AI Enrichments
Why AI Enrichment Matters
Exploratory analysis provides answers, but deeper insight often requires creating new columns, classifying values, or enriching existing data with advanced intelligence. Traditionally, these tasks involve writing formulas, scripts, or running models in external tools.
askEdgi integrates these capabilities directly into the Workspace through AI Functions.

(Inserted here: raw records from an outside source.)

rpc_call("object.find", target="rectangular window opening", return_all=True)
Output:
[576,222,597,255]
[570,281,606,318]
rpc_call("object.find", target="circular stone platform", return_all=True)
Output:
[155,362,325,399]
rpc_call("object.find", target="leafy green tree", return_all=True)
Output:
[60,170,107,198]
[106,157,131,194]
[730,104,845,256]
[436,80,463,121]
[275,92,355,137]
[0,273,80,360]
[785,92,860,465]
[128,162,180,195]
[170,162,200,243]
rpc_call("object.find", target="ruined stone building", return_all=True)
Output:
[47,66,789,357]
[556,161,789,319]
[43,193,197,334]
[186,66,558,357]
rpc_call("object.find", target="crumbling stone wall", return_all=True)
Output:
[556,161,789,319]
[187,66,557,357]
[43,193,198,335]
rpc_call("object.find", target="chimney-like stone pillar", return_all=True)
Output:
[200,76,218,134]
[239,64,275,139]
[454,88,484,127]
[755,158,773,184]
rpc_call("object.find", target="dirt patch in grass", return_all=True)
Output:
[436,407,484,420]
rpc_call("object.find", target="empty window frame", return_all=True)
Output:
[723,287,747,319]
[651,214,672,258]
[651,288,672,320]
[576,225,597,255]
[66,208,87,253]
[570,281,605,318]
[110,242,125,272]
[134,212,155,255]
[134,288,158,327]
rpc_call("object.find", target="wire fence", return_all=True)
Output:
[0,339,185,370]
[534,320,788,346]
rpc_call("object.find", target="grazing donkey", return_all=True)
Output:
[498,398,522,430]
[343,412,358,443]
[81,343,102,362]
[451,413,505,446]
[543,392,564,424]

Using natural language prompts, new calculated columns can be created, records classified, or text data analyzed without the need for external scripting or additional tools.
What Can Be Done
AI Functions provide the ability to:
Create calculated columns (e.g., profit margin percentage)
Perform classifications (e.g., High/Medium/Low risk)
Apply text-based analysis techniques, including sentiment analysis, intent detection, emotion recognition, and classification, to analyze text data.

Use Case & Real-Life Scenario
Continuing the return analysis, a product manager explores severity levels using AI enrichment:
“Create a new column for return_rate = (returns/orders) * 100.
askEdgi generates a calculated column return_rate for each product.

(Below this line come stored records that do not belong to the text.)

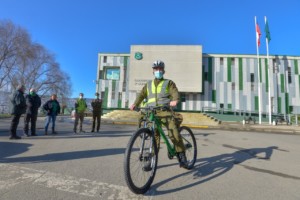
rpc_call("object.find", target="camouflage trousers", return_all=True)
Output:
[139,111,185,153]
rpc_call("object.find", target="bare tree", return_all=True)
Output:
[0,20,31,89]
[0,21,72,102]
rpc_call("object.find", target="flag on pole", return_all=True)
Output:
[256,23,261,46]
[265,20,271,43]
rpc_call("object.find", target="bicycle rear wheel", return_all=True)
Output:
[179,126,197,169]
[124,128,158,194]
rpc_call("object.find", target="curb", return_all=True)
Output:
[103,120,300,135]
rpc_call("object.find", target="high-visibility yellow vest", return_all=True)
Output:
[147,79,171,106]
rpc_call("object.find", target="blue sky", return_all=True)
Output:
[0,0,300,98]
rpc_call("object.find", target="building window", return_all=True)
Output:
[220,58,224,65]
[273,59,277,74]
[104,67,120,80]
[231,58,235,66]
[288,67,292,83]
[204,72,208,81]
[180,93,186,102]
[231,82,235,90]
[250,73,254,83]
[251,83,255,91]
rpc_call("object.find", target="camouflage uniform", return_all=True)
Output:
[134,79,185,153]
[73,99,87,133]
[91,98,102,132]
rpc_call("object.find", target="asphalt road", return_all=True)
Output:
[0,116,300,200]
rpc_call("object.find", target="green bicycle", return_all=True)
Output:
[124,106,197,194]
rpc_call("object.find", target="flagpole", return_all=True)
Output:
[265,16,272,124]
[254,16,261,124]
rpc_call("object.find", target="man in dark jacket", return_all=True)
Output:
[91,92,102,132]
[43,94,60,135]
[24,88,41,136]
[9,85,26,140]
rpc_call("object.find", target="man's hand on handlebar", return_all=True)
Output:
[170,101,178,107]
[129,104,135,110]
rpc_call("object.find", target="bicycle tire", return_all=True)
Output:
[124,128,158,194]
[179,126,197,169]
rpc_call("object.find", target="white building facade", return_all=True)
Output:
[96,45,300,114]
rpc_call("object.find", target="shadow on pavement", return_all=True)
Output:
[146,145,294,196]
[0,146,125,163]
[0,142,32,162]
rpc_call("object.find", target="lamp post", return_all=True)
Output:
[93,80,101,98]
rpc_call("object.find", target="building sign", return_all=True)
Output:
[105,68,120,80]
[128,45,203,93]
[134,52,143,60]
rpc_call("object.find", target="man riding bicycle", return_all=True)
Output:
[130,60,187,167]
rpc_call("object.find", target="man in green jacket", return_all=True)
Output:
[73,93,87,133]
[130,60,187,167]
[9,85,26,140]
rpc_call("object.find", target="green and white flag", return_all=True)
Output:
[265,19,271,43]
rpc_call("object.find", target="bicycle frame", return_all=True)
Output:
[145,110,176,156]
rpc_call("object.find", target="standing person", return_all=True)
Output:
[130,60,187,167]
[24,88,41,136]
[91,92,102,132]
[9,85,26,140]
[73,93,87,133]
[43,94,60,135]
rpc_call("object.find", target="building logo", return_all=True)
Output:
[134,52,143,60]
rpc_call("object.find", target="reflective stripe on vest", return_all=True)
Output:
[147,79,171,106]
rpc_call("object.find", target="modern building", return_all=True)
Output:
[96,45,300,115]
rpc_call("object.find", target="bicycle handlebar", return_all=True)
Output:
[134,105,173,112]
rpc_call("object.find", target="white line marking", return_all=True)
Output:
[0,164,152,200]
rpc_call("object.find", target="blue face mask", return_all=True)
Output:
[154,71,164,79]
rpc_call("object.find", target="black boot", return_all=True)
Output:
[178,152,188,168]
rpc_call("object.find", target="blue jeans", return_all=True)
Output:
[45,115,56,132]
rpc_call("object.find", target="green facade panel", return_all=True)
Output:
[285,93,290,114]
[239,58,244,91]
[258,58,262,83]
[227,58,232,82]
[102,87,108,108]
[280,74,285,93]
[211,90,216,103]
[209,58,213,83]
[277,97,282,113]
[265,59,269,92]
[254,96,259,111]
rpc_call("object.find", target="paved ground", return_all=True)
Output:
[0,118,300,200]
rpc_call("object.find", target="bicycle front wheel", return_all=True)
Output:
[179,126,197,169]
[124,128,158,194]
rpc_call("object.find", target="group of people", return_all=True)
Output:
[73,92,102,134]
[10,60,186,166]
[9,85,102,139]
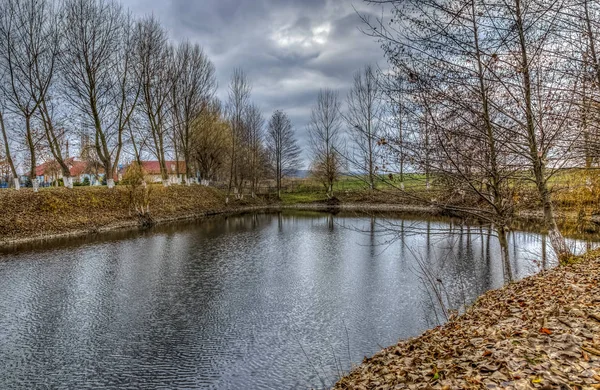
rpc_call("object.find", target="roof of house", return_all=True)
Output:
[35,157,88,177]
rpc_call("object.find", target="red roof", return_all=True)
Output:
[35,158,97,177]
[142,161,185,175]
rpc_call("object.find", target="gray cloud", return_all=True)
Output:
[122,0,384,166]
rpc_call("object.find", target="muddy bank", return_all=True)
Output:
[335,252,600,389]
[0,186,600,248]
[0,186,255,247]
[0,186,450,248]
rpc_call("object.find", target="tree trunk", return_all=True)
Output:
[0,112,21,191]
[515,0,572,262]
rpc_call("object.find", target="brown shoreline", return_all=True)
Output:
[0,203,439,250]
[334,251,600,390]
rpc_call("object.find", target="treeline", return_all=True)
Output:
[365,0,600,259]
[0,0,310,194]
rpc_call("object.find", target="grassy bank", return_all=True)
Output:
[0,186,260,245]
[335,252,600,390]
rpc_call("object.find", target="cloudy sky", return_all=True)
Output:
[122,0,385,166]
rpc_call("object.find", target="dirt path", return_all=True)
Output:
[335,252,600,389]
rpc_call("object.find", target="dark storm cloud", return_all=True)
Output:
[123,0,384,165]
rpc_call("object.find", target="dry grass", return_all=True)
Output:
[0,186,248,243]
[335,253,600,390]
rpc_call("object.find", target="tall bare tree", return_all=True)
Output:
[172,42,217,183]
[0,0,55,185]
[227,68,252,201]
[345,65,383,190]
[191,99,232,181]
[266,110,302,199]
[308,89,343,198]
[243,105,266,198]
[135,17,175,186]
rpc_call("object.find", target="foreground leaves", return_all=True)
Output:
[336,252,600,390]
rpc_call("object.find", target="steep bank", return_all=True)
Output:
[335,252,600,389]
[0,186,261,246]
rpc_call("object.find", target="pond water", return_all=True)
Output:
[0,212,595,389]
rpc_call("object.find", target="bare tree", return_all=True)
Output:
[60,0,141,188]
[266,110,302,199]
[227,69,252,201]
[135,17,175,186]
[345,65,383,190]
[0,60,21,190]
[191,99,232,181]
[244,105,266,198]
[0,0,54,182]
[308,89,343,198]
[372,0,577,258]
[172,42,217,184]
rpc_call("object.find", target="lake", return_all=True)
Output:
[0,212,596,389]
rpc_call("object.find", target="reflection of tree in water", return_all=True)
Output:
[401,222,513,325]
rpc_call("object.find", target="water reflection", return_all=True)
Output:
[0,213,595,389]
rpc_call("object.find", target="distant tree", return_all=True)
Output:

“Classify products into High, Medium, or Low return categories based on return_rate (High: >30%, Medium: 10–30%, Low: <10%).”
askEdgi creates a new column return_category, to highlight product risk levels.
“Perform sentiment analysis on customer_reviews.”
askEdgi enriches the dataset with a sentiment_label column (Positive, Neutral, Negative).
By combining return patterns with sentiment insights, the analysis reveals that products with negative sentiment also report the highest return rates, signaling potential quality issues.
Different AI enrichments
Prompt Analysis Evaluates the clarity and effectiveness of user-generated prompts to ensure accurate results.
Example: Generate a new column comparing income in the dataset against the average income to provide deeper insight into earning levels.
Sentiment Analysis Classifies text data into Positive, Neutral, or Negative categories.
Example: Analyze customer reviews, browsing history, and purchase records to gain insights into customer behavior.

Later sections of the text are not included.